Technical background:
Spore-pollen analysis is that the scientific research personnel studies the plant spore preserved in the stratum and the application work of pollen, vegetation differentiation and climatic variation for the geologize period of history are significant, and play an important role on geologic prospecting, searching coal, oil, the energy and other mineral reserve simultaneously.And as the prerequisite that cryptogam is studied, be that the method for what use is made of chemistry, physics is extracted the fossil cryptogam from rock, and make the thin slice that can forever preserve, promptly usually said spore-pollen analysis.This is a kind of special technology, is the Palynology important component part.Equally, the fossil cryptogam also is the important content of stratigraphy study in the Quaternary period, has important science and using value.The usual method of spore-pollen analysis is to remove dead matter with hydrochloric acid and hydrofluorite, and obtains acidproof organic wall fossil.And have a large amount of undegradable canebreaks and organic impurities the Quaternary period in the cryptogam, therefore the effect of impact analysis processing at first will eliminate the interference of these organic impurities greatly.Normally by acetolysis method, to the organic impurities purified treatment in quaternary sediment and the table earth sample.Acetolysis method is the glass Kroes card Ya method (glass Kroes card Ya work " pollen analysis " in 1956) of invention just of the Soviet Union in 1956: after sample is washed method through dehydration, vinegar, prepare 9 to 1 acetic anhydride, sulfuric acid solution again and add in the test tube, heat then.In preparation, safe operation is required high, can not there be naked light to occur, therefore operate abnormally dangerously, and be difficult to grasp, therefore be not easy to promote.Secondly, acetic anhydride is the inflammable thing of national appointment, belongs to national control, usually must the unit lertter of introduction and report the approval of public security bureau, so the laboratory formality buys very loaded down with trivial detailsly, has a strong impact on the time and the efficient of experimental analysis.Therefore, pressed for and improved one's methods, and the used alternative reagent of improving one's methods must safe and reliable, easy purchase.
Summary of the invention:
The objective of the invention is traditional acetolysis method is improved, overcome the disadvantage that it uses the hazardous chemicals acetic anhydride, with the acetic anhydride in the medicine replacement classic method of safety, with the management of convenient breadboard operation and medicine.

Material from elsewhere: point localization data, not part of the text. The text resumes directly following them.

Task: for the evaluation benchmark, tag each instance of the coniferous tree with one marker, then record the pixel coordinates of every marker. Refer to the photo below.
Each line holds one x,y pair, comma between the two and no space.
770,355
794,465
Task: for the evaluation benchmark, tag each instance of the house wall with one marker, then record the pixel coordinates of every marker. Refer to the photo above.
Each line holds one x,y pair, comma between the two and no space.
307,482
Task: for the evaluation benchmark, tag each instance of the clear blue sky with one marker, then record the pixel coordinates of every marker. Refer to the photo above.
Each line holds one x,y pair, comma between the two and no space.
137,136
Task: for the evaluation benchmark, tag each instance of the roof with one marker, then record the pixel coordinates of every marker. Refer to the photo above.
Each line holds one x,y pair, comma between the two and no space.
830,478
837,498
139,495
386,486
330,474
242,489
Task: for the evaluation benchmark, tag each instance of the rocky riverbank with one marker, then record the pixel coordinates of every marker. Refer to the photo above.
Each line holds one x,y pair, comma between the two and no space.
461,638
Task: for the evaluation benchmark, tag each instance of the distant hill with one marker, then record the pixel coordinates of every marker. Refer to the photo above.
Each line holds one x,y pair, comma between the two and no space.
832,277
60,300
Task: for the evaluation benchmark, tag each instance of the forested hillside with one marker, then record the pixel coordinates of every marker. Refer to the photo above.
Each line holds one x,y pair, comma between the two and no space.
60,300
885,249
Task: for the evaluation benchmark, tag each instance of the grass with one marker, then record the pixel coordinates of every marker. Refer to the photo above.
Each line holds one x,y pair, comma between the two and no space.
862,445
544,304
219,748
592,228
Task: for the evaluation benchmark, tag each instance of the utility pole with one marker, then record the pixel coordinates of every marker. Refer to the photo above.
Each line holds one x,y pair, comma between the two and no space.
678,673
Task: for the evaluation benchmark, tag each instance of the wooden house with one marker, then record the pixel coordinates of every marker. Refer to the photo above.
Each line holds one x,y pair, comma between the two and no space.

The core content of this method is that scheme is with the acetic anhydride in the glacial acetic acid replacement classic method:
The acetolysis analytical approach of the no acetic anhydride of the cryptogam in the quaternary sediment, concrete steps be,
Sample pre-treatments: the cryptogam sample is removed carbonatite with watery hydrochloric acid, gets rid of siliceous composition with hydrofluorite, use the concentrated hydrochloric acid heat treated again after, filter to concentrate;
Will be through the sample of above-mentioned processing, centrifugal dehydration is washed once with acetic acid again, and acetic acid is removed in same centrifugal dehydration;
The preparation of the acetolysis method solution of no acetic anhydride: add sulfuric acid in proportion in glacial acetic acid, stir, the mass ratio of glacial acetic acid and sulfuric acid is glacial acetic acid 75~85%, sulfuric acid 15~25%;
The acetolysis method solution for preparing is added in the sample that dewaters fully, stir, heated about 10 minutes, cellulose, protoplasm, soil ulmin and some impurity are fully dissolved, the mass ratio of sample and acetolysis method solution is 1: 2~3;
With cooled sample thin up, centrifugal, acid solution is outwelled, thin up and centrifugal 2-3 time repeatedly, is removed acid solution again;
With adding low amounts of water in the sample, in supersonic wave cleaning machine, clean, pour into again in 10 microns sieves and sieve.Purpose: the sample through after the processing of acetolysis method, some tiny chip and ashes are arranged, the sieve of at this moment using suitable aperture is with contaminant filter, and remaining is exactly the fossil cryptogam;
The sample that obtains sieving is concentrated and just can film-making forever be preserved after the centrifugal dehydration once more.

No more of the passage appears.